This clinical trial is focused on studying the treatment of anal fistulas, which are abnormal connections that can form between the end of the bowel and the skin near the anus. The study is investigating the use of a medication called infliximab, which is given as an infusion, to see if it can help improve the condition when used alongside standard surgical treatments. The trial also involves the use of azathioprine, a medication taken orally in tablet form, and saline, which is used in the infusion process. A placebo is also part of the study to help compare the effects of the treatments.

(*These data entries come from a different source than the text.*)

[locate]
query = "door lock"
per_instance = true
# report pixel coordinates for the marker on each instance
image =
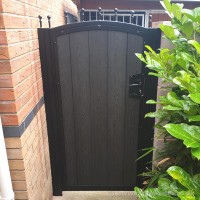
(136, 85)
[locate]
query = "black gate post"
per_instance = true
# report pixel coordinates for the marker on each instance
(45, 48)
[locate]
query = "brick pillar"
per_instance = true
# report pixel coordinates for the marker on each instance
(21, 93)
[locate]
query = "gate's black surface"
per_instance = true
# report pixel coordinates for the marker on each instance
(95, 121)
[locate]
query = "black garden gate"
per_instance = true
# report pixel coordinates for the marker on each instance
(95, 92)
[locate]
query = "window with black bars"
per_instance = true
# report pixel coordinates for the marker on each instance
(122, 16)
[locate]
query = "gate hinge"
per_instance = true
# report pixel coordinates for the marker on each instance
(136, 85)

The purpose of the study is to explore how effective infliximab is when added to the usual surgical treatment for complex anal fistulas that are not related to Crohn’s disease. Participants in the study will receive treatment over a period of time, and their progress will be monitored to see if the fistulas improve enough to allow for surgical closure. The study will also look at changes in the activity of the fistulas and any complications that might arise from the medical treatment.

Throughout the study, participants will undergo regular assessments, including evaluations of their quality of life and the activity of the fistulas using methods like MRI scans. The study aims to gather information over several months to determine the long-term effectiveness of the treatment and to see if it can lead to healing of the fistulas. The ultimate goal is to find a more effective way to manage and treat complex anal fistulas, improving the quality of life for those affected by this condition.

1 joining the trial

Upon joining the trial, you will be informed about the study’s purpose, procedures, and your role as a participant. You will be asked to provide consent to participate in the study.

2 initial assessment

An initial assessment will be conducted to confirm your eligibility. This includes reviewing your medical history and ensuring you meet the criteria for participation, such as having a complex anal fistula and not being diagnosed with Crohn’s disease.

3 treatment phase

During the treatment phase, you will receive infliximab through an infusion. The frequency and dosage will be determined by the study protocol and your healthcare provider.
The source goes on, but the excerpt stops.